Introduction
What is main
?
main
is a function like this:
int main(int argc, char *argv[])
It takes a variety of types of data:
- Integers, booleans, actual strings, etc.
- Enums, subcommands, etc.
- Files, network connections, services, etc.
However, these are all communicated as strings.
Filenames
- User has a file: 😺
- They type in the name:
"cat.jpg"
- Program gets the name:
"cat.jpg"
- Program opens the file: 😺
What problems does parsing cause?
Commmand-line parsing is inconsistent and error-prone.
Is -ab
the same as -a
-b
?
Is -a
-b
the same as -b
-a
?
Also, security and virtualization:
- Child process needs same filesystem view as parent
- Child process needs permissions of parent
- Child process hard-codes how to turn strings into streams
We can sandbox child processes, but we often don't.
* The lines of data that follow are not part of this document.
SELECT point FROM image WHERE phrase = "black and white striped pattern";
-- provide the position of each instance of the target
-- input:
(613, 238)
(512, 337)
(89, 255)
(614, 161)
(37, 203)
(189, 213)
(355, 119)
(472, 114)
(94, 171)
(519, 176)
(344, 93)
What's different about WebAssembly?
Is WebAssembly Assembly?
Wasm is like an ISA, but different.
General-purpose CPUs have converged in many areas:
- 8-bit bytes
- Two's complement
- IEEE 754 floating-point
But also:
- Memory is a big virtual address space of bytes
- Calls are just jumps (-and-link) with register and memory conventions
- Syscalls are mode switches and jumps
In WebAssembly, the address space isn't everything.
Calls arguments are part of the call instruction.
WebAssembly has a static type system
It has an up-front validation step, rather than just SIGILL on thy fly.
Two perspectives
Minimize the differences to maximize compatibility?
Or take advantages of the differences to do new things?
Types
MVP types: i32
, i64
, f32
, f64
WASI is about interfaces, so we also look forward to Interface Types:
- signed and unsigned integers
bool
- lists
- variants
- records
- strings, aka lists of characters
- handles
Handles
The way we represent handles in wasm will likely evolve over time.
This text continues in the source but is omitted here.